Simon Fraser est la seule université au Canada dans la NCAA. Les 17 programmes sportifs de l’université de la région de Vancouver évoluent dans le circuit
universitaire américain.
Simon Fraser est la seule université au Canada dans la NCAA. Les 17 programmes sportifs de l’université de la région de Vancouver évoluent dans le circuit universitaire américain.

NCAA: «le meilleur des deux mondes»

TROIS-RIVIÈRES — L’université Simon Fraser (SFU) en Colombie-Britannique est la seule université canadienne à faire partie de la NCAA. Intégrée officiellement au circuit américain en 2012 après deux années à titre de membre provisoire, SFU compte maintenant 17 équipes en NCAA. Il s’agit, selon Annie Hamel, l’entraîneur-chef de l’équipe de soccer féminin de cette université canadienne, «du meilleur des deux mondes».

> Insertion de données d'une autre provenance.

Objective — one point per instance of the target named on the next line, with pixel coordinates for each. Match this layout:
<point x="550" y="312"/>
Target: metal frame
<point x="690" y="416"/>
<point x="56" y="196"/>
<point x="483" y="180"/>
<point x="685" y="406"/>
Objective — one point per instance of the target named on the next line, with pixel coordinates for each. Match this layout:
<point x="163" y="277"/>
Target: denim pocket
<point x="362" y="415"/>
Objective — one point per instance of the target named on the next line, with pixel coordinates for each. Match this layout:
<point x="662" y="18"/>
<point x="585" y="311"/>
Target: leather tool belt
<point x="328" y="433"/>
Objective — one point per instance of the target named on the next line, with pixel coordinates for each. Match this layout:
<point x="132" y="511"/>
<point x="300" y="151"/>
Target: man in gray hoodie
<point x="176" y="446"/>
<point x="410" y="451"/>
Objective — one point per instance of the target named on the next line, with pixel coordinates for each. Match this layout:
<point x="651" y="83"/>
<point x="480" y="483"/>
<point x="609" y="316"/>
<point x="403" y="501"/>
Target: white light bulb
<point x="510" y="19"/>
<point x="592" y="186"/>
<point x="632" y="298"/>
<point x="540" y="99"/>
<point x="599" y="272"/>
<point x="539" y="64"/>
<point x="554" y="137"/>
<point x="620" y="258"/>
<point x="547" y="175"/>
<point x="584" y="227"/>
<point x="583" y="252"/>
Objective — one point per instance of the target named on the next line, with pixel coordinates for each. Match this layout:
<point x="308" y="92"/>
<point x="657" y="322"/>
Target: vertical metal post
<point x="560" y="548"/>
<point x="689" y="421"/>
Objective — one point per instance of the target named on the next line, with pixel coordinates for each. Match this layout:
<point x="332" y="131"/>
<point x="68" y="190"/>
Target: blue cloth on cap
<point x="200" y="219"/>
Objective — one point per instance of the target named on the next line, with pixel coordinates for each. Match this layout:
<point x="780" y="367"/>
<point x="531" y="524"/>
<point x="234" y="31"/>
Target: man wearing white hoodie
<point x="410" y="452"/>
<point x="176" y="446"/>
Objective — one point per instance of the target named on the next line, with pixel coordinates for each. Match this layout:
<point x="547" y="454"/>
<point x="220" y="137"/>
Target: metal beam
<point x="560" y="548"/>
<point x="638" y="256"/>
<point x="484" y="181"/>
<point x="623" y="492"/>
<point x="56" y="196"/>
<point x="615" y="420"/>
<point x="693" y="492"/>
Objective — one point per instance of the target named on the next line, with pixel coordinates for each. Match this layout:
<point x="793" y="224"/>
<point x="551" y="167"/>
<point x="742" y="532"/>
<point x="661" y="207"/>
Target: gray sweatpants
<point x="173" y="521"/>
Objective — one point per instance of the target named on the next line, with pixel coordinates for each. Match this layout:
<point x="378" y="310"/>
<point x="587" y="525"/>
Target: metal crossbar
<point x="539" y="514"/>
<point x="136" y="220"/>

«Nos joueuses reçoivent leur diplôme canadien et leur expérience sportive du circuit américain. C’est le meilleur des deux mondes», affirme l’entraîneur originaire de Magog au Québec à la tête de l’équipe de soccer féminine de cette université de la région de Vancouver depuis 2014.

Elle-même ancienne joueuse de la NCAA pour l’université du Maine avant de poursuivre sa carrière chez les professionnelles avec le FC Indiana et le Fury d’Ottawa, Annie Hamel connaît bien le sport universitaire américain. Un des principaux désavantages des études dans les universités américaines est l’obligation, lorsqu’un étudiant-athlète souhaite joindre un ordre professionnel d’une province canadienne, il doit retourner à l’école pour obtenir ses équivalences canadiennes.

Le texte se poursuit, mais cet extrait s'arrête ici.